I don't see how the bug statement is incorrect, which merely points
out that "C7 C0 0" is an invalid instruction, regardless of whether
the JIT intended to emit C7 /0 imm32, B8+r imm32, 31 /r, 33 /r, or any
other equivalent form.
On Tue, Apr 21, 2020 at 3:32 PM Xi Wang <[email protected]> wrote:
>
> On Tue, Apr 21, 2020 at 10:39 AM H. Peter Anvin <[email protected]> wrote:
> > x32 is not x86-32. In Linux we generally call the latter "i386".
>
> Agreed. Most of the previous patches to this file use "x32" and this
> one just wanted to be consistent.
>
> > C7 /0 imm32 is a valid instruction on i386. However, it is also
> > inefficient when the destination is a register, because B8+r imm32 is
> > equivalent, and when the value is zero, XOR is indeed more efficient.
> >
> > The real error is using EMIT3() instead of EMIT2_off32(), but XOR is
> > more efficient. However, let's make the bug statement *correct*, or it
> > is going to confuse the Hades out of people in the future.
>
> I don't see how the bug statement is incorrect, which merely points
> out that "C7 C0 0" is an invalid instruction, regardless of whether
> the JIT intended to emit C7 /0 imm32, B8+r imm32, 31 /r, 33 /r, or any
> other equivalent form.
You should explain the reason it is invalid, ie. the instruction
encoding needs a 32-bit immediate but the current code only emits an
8-bit immediate.
--
Brian Gerst
On Tue, Apr 21, 2020 at 8:22 PM Brian Gerst <[email protected]> wrote:
> You should explain the reason it is invalid, ie. the instruction
> encoding needs a 32-bit immediate but the current code only emits an
> 8-bit immediate.
Thanks!
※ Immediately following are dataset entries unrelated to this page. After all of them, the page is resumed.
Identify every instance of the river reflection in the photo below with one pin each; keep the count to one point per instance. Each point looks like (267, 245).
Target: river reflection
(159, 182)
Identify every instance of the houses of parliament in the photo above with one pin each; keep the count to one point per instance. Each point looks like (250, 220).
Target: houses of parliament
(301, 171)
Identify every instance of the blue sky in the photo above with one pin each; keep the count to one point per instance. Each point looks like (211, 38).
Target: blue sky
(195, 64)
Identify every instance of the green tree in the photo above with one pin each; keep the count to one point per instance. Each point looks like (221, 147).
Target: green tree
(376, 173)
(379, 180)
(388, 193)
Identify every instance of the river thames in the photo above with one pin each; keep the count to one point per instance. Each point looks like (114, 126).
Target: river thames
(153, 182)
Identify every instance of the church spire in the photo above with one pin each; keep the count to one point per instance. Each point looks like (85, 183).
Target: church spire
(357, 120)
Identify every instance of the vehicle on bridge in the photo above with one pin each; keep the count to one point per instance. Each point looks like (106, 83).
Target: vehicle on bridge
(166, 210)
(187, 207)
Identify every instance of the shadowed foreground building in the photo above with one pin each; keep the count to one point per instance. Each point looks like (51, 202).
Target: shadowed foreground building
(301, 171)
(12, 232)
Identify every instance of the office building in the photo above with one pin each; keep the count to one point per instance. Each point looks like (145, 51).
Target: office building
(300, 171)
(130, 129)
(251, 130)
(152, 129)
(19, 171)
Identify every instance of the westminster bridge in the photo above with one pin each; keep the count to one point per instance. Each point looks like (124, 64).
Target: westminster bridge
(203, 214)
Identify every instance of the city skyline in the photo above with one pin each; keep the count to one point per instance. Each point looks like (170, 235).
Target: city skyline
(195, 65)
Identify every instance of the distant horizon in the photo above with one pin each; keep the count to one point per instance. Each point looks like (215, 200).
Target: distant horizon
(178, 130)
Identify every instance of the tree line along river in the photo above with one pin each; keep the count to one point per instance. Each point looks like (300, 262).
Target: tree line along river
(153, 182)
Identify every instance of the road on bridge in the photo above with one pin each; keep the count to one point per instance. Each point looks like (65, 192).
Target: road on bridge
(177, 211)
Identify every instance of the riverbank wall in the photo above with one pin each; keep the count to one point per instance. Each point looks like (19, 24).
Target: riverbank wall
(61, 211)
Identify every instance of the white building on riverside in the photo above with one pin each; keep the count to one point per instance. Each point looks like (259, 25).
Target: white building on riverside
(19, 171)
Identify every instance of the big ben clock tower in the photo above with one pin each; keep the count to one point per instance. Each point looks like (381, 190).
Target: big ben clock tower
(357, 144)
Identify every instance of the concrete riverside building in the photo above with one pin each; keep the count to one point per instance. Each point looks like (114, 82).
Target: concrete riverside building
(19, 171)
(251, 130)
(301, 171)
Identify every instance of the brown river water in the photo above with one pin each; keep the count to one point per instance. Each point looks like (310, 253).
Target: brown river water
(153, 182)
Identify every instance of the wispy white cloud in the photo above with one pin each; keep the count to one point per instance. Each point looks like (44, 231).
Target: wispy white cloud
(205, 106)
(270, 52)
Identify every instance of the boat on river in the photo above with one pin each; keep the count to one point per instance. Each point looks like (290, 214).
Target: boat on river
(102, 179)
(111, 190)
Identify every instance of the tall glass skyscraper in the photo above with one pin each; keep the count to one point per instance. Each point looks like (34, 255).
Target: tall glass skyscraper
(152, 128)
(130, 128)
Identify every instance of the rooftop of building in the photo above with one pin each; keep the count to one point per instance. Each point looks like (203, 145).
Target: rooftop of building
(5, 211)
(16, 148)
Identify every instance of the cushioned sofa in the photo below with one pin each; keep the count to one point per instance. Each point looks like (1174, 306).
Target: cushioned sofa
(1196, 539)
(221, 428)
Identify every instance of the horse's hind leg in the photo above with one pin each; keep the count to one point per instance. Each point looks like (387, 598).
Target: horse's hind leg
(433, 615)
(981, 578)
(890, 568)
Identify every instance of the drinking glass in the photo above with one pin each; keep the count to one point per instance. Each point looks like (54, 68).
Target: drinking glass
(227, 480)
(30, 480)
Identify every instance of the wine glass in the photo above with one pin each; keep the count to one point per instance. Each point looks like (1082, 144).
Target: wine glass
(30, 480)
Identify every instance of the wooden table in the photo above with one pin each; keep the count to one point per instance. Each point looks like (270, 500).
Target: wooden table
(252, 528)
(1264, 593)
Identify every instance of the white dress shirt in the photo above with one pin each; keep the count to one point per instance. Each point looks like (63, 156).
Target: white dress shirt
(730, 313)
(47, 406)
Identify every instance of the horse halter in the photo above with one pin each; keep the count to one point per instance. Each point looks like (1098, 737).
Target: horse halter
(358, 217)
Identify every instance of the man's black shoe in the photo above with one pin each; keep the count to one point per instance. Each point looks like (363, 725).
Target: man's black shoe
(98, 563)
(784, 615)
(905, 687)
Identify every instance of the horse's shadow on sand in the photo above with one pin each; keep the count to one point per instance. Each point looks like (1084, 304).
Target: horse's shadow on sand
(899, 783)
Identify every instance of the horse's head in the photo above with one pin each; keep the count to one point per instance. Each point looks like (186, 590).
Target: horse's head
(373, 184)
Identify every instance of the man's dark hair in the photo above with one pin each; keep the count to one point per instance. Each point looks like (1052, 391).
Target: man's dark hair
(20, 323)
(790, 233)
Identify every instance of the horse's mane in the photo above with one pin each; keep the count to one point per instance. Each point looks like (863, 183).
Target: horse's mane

Will do in v2.
On April 21, 2020 12:26:12 PM PDT, Xi Wang <[email protected]> wrote:
>On Tue, Apr 21, 2020 at 10:39 AM H. Peter Anvin <[email protected]> wrote:
>> x32 is not x86-32. In Linux we generally call the latter "i386".
>
>Agreed. Most of the previous patches to this file use "x32" and this
>one just wanted to be consistent.
>
>> C7 /0 imm32 is a valid instruction on i386. However, it is also
>> inefficient when the destination is a register, because B8+r imm32 is
>> equivalent, and when the value is zero, XOR is indeed more efficient.
>>
>> The real error is using EMIT3() instead of EMIT2_off32(), but XOR is
>> more efficient. However, let's make the bug statement *correct*, or
>it
>> is going to confuse the Hades out of people in the future.
>
>I don't see how the bug statement is incorrect, which merely points
>out that "C7 C0 0" is an invalid instruction, regardless of whether
>the JIT intended to emit C7 /0 imm32, B8+r imm32, 31 /r, 33 /r, or any
>other equivalent form.
C7 C0 0 is *not* an invalid instruction, although it is incomplete. It is a different, but arguably even more serious, problem.
--
Sent from my Android device with K-9 Mail. Please excuse my brevity.
On Wed, Apr 22, 2020 at 12:13 AM <[email protected]> wrote:
> C7 C0 0 is *not* an invalid instruction, although it is incomplete. It is a different, but arguably even more serious, problem.
Yep, it would "eat" three bytes coming after that. :)